Enumerating the gene sets in breast cancer, a "direct" alternative to hierarchical clustering
Department of Epidemiology and Biostatistics, University of California, San Francisco, San Francisco, California 94107, USA
BMC Genomics 2010, 11:482 doi:10.1186/1471-2164-11-482Published: 23 August 2010
Two-way hierarchical clustering, with results visualized as heatmaps, has served as the method of choice for exploring structure in large matrices of expression data since the advent of microarrays. While it has delivered important insights, including a typology of breast cancer subtypes, it suffers from instability in the face of gene or sample selection, and an inability to detect small sets that may be dominated by larger sets such as the estrogen-related genes in breast cancer. The rank-based partitioning algorithm introduced in this paper addresses several of these limitations. It delivers results comparable to two-way hierarchical clustering, and much more. Applied systematically across a range of parameter settings, it enumerates all the partition-inducing gene sets in a matrix of expression values.

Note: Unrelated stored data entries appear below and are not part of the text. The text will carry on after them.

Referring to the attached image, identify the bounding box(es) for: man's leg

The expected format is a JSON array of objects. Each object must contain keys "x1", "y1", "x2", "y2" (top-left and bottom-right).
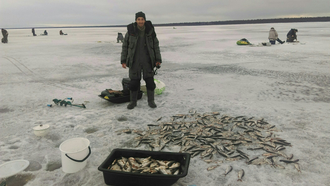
[
  {"x1": 127, "y1": 79, "x2": 140, "y2": 109},
  {"x1": 3, "y1": 36, "x2": 8, "y2": 43},
  {"x1": 286, "y1": 36, "x2": 294, "y2": 42},
  {"x1": 128, "y1": 66, "x2": 142, "y2": 109},
  {"x1": 277, "y1": 38, "x2": 284, "y2": 44},
  {"x1": 144, "y1": 77, "x2": 156, "y2": 108}
]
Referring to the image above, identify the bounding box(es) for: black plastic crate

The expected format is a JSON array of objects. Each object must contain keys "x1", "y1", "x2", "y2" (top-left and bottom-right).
[{"x1": 98, "y1": 148, "x2": 191, "y2": 186}]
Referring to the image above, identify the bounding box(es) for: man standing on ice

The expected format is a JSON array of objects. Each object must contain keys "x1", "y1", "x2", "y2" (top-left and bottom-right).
[
  {"x1": 1, "y1": 29, "x2": 8, "y2": 43},
  {"x1": 120, "y1": 11, "x2": 162, "y2": 109},
  {"x1": 32, "y1": 28, "x2": 36, "y2": 36}
]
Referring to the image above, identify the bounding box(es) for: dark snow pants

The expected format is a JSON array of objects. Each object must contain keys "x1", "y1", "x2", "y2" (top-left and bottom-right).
[
  {"x1": 269, "y1": 38, "x2": 284, "y2": 44},
  {"x1": 128, "y1": 33, "x2": 156, "y2": 91},
  {"x1": 1, "y1": 37, "x2": 7, "y2": 43},
  {"x1": 286, "y1": 35, "x2": 296, "y2": 42}
]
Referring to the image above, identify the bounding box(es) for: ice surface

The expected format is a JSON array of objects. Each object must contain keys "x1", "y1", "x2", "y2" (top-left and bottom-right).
[{"x1": 0, "y1": 22, "x2": 330, "y2": 185}]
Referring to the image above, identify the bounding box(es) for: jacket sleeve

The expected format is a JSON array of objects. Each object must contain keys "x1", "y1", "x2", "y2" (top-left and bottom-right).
[
  {"x1": 153, "y1": 34, "x2": 162, "y2": 63},
  {"x1": 287, "y1": 30, "x2": 292, "y2": 37},
  {"x1": 120, "y1": 32, "x2": 129, "y2": 64}
]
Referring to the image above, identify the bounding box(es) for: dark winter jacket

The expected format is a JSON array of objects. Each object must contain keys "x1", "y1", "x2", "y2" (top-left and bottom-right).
[
  {"x1": 120, "y1": 21, "x2": 162, "y2": 69},
  {"x1": 117, "y1": 33, "x2": 124, "y2": 40},
  {"x1": 1, "y1": 29, "x2": 8, "y2": 37},
  {"x1": 287, "y1": 29, "x2": 297, "y2": 39}
]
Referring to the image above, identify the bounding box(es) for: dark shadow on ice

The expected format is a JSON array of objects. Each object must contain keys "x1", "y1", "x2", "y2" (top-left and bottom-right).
[
  {"x1": 5, "y1": 173, "x2": 36, "y2": 186},
  {"x1": 46, "y1": 161, "x2": 62, "y2": 171},
  {"x1": 25, "y1": 160, "x2": 42, "y2": 171}
]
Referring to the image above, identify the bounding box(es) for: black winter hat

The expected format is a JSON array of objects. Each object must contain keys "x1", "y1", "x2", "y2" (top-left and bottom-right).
[{"x1": 135, "y1": 11, "x2": 146, "y2": 20}]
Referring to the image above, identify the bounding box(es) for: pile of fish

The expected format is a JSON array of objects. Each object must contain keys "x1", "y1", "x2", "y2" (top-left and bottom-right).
[
  {"x1": 108, "y1": 156, "x2": 181, "y2": 175},
  {"x1": 117, "y1": 110, "x2": 301, "y2": 181}
]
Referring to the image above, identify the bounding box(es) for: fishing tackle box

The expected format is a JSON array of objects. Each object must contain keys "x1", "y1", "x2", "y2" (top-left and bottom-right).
[{"x1": 98, "y1": 148, "x2": 191, "y2": 186}]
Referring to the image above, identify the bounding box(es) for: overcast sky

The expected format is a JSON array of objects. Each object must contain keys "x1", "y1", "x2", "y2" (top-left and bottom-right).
[{"x1": 0, "y1": 0, "x2": 329, "y2": 28}]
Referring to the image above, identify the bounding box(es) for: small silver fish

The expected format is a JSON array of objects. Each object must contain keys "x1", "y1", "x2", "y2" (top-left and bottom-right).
[
  {"x1": 169, "y1": 162, "x2": 180, "y2": 169},
  {"x1": 279, "y1": 159, "x2": 299, "y2": 164},
  {"x1": 173, "y1": 169, "x2": 180, "y2": 175},
  {"x1": 274, "y1": 164, "x2": 285, "y2": 169},
  {"x1": 110, "y1": 163, "x2": 122, "y2": 171},
  {"x1": 225, "y1": 157, "x2": 241, "y2": 161},
  {"x1": 150, "y1": 162, "x2": 159, "y2": 168},
  {"x1": 294, "y1": 163, "x2": 301, "y2": 173},
  {"x1": 237, "y1": 169, "x2": 244, "y2": 182},
  {"x1": 224, "y1": 165, "x2": 233, "y2": 176},
  {"x1": 117, "y1": 157, "x2": 127, "y2": 168},
  {"x1": 204, "y1": 159, "x2": 213, "y2": 163},
  {"x1": 156, "y1": 166, "x2": 172, "y2": 175},
  {"x1": 207, "y1": 164, "x2": 219, "y2": 171},
  {"x1": 122, "y1": 161, "x2": 131, "y2": 172},
  {"x1": 128, "y1": 157, "x2": 141, "y2": 170}
]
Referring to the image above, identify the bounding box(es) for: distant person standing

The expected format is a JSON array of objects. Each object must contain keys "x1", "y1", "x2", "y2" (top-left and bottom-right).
[
  {"x1": 1, "y1": 29, "x2": 8, "y2": 43},
  {"x1": 268, "y1": 27, "x2": 285, "y2": 44},
  {"x1": 286, "y1": 28, "x2": 298, "y2": 42},
  {"x1": 117, "y1": 32, "x2": 124, "y2": 43},
  {"x1": 44, "y1": 30, "x2": 48, "y2": 35},
  {"x1": 32, "y1": 28, "x2": 37, "y2": 36},
  {"x1": 121, "y1": 11, "x2": 162, "y2": 109}
]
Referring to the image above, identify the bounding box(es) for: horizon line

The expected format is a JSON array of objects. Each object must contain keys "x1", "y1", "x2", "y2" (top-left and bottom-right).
[{"x1": 3, "y1": 16, "x2": 330, "y2": 30}]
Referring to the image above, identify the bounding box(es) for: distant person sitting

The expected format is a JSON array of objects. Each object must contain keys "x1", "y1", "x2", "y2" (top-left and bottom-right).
[
  {"x1": 32, "y1": 28, "x2": 37, "y2": 36},
  {"x1": 59, "y1": 30, "x2": 67, "y2": 35},
  {"x1": 268, "y1": 27, "x2": 284, "y2": 44},
  {"x1": 117, "y1": 32, "x2": 124, "y2": 43},
  {"x1": 1, "y1": 28, "x2": 8, "y2": 43},
  {"x1": 44, "y1": 30, "x2": 48, "y2": 36},
  {"x1": 286, "y1": 29, "x2": 298, "y2": 42}
]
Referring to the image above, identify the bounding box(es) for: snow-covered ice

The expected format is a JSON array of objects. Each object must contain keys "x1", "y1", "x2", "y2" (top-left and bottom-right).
[{"x1": 1, "y1": 22, "x2": 330, "y2": 186}]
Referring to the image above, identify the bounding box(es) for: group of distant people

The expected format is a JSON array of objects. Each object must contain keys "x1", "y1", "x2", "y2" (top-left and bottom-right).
[
  {"x1": 2, "y1": 26, "x2": 298, "y2": 45},
  {"x1": 31, "y1": 28, "x2": 66, "y2": 36},
  {"x1": 268, "y1": 27, "x2": 298, "y2": 44},
  {"x1": 2, "y1": 28, "x2": 69, "y2": 44},
  {"x1": 32, "y1": 28, "x2": 48, "y2": 36}
]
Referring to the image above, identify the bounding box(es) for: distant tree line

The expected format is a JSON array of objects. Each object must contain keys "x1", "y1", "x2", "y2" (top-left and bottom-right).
[
  {"x1": 153, "y1": 17, "x2": 330, "y2": 27},
  {"x1": 10, "y1": 16, "x2": 330, "y2": 29}
]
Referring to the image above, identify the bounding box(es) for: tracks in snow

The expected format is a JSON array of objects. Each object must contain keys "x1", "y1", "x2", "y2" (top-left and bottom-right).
[{"x1": 3, "y1": 56, "x2": 35, "y2": 76}]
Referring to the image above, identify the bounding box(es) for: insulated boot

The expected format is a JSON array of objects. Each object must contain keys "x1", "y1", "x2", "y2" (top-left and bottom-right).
[
  {"x1": 127, "y1": 91, "x2": 138, "y2": 109},
  {"x1": 147, "y1": 90, "x2": 157, "y2": 108}
]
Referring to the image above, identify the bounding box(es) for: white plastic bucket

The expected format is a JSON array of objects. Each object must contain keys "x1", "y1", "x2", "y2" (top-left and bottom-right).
[{"x1": 59, "y1": 137, "x2": 91, "y2": 173}]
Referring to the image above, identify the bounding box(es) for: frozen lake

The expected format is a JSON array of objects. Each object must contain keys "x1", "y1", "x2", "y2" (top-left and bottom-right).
[{"x1": 1, "y1": 22, "x2": 330, "y2": 186}]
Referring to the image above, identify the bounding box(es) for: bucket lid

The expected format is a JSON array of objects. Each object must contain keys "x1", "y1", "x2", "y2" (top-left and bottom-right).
[
  {"x1": 33, "y1": 124, "x2": 50, "y2": 131},
  {"x1": 0, "y1": 160, "x2": 30, "y2": 178}
]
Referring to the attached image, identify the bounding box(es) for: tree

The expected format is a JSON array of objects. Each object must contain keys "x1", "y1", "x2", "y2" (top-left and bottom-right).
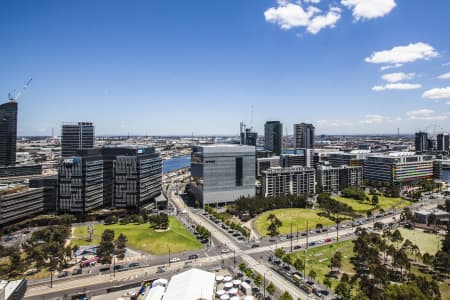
[
  {"x1": 254, "y1": 273, "x2": 263, "y2": 287},
  {"x1": 335, "y1": 282, "x2": 351, "y2": 300},
  {"x1": 422, "y1": 253, "x2": 433, "y2": 266},
  {"x1": 278, "y1": 291, "x2": 293, "y2": 300},
  {"x1": 374, "y1": 222, "x2": 384, "y2": 231},
  {"x1": 267, "y1": 214, "x2": 282, "y2": 237},
  {"x1": 275, "y1": 248, "x2": 285, "y2": 259},
  {"x1": 8, "y1": 252, "x2": 23, "y2": 277},
  {"x1": 87, "y1": 224, "x2": 94, "y2": 242},
  {"x1": 239, "y1": 262, "x2": 247, "y2": 272},
  {"x1": 266, "y1": 282, "x2": 275, "y2": 296},
  {"x1": 323, "y1": 277, "x2": 332, "y2": 289},
  {"x1": 245, "y1": 268, "x2": 254, "y2": 278},
  {"x1": 330, "y1": 251, "x2": 342, "y2": 272},
  {"x1": 308, "y1": 269, "x2": 317, "y2": 281},
  {"x1": 97, "y1": 229, "x2": 115, "y2": 264},
  {"x1": 372, "y1": 195, "x2": 379, "y2": 206},
  {"x1": 389, "y1": 229, "x2": 403, "y2": 248},
  {"x1": 282, "y1": 255, "x2": 292, "y2": 265},
  {"x1": 294, "y1": 258, "x2": 303, "y2": 271},
  {"x1": 115, "y1": 233, "x2": 128, "y2": 260}
]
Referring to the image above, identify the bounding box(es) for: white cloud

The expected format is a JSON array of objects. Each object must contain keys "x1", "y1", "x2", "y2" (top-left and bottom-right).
[
  {"x1": 437, "y1": 72, "x2": 450, "y2": 79},
  {"x1": 317, "y1": 119, "x2": 352, "y2": 128},
  {"x1": 446, "y1": 101, "x2": 450, "y2": 105},
  {"x1": 443, "y1": 62, "x2": 450, "y2": 66},
  {"x1": 381, "y1": 72, "x2": 415, "y2": 83},
  {"x1": 406, "y1": 109, "x2": 448, "y2": 121},
  {"x1": 422, "y1": 86, "x2": 450, "y2": 99},
  {"x1": 380, "y1": 63, "x2": 403, "y2": 71},
  {"x1": 365, "y1": 42, "x2": 438, "y2": 65},
  {"x1": 307, "y1": 7, "x2": 341, "y2": 34},
  {"x1": 360, "y1": 114, "x2": 386, "y2": 124},
  {"x1": 372, "y1": 83, "x2": 422, "y2": 91},
  {"x1": 341, "y1": 0, "x2": 396, "y2": 21},
  {"x1": 264, "y1": 2, "x2": 341, "y2": 34}
]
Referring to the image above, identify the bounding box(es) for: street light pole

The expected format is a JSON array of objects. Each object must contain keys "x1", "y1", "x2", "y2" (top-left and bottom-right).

Applied to four large breast cancer datasets, this alternative exploratory method detects more than thirty sets of co-regulated genes, many of which are conserved across experiments and across platforms. Many of these sets are readily identified in biological terms, e.g., "estrogen", "erbb2", and 8p11-12, and several are clinically significant as prognostic of either increased survival ("adipose", "stromal"...) or diminished survival ("proliferation", "immune/interferon", "histone",...). Of special interest are the sets that effectively factor "immune response" and "stromal signalling".
The gene sets induced by the enumeration include many of the sets reported in the literature. In this regard these inventories confirm and consolidate findings from microarray-based work on breast cancer over the last decade. But, the enumerations also identify gene sets that have not been studied as of yet, some of which are prognostic of survival. The sets induced are robust, biologically meaningful, and serve to reveal a finer structure in existing breast cancer microarrays.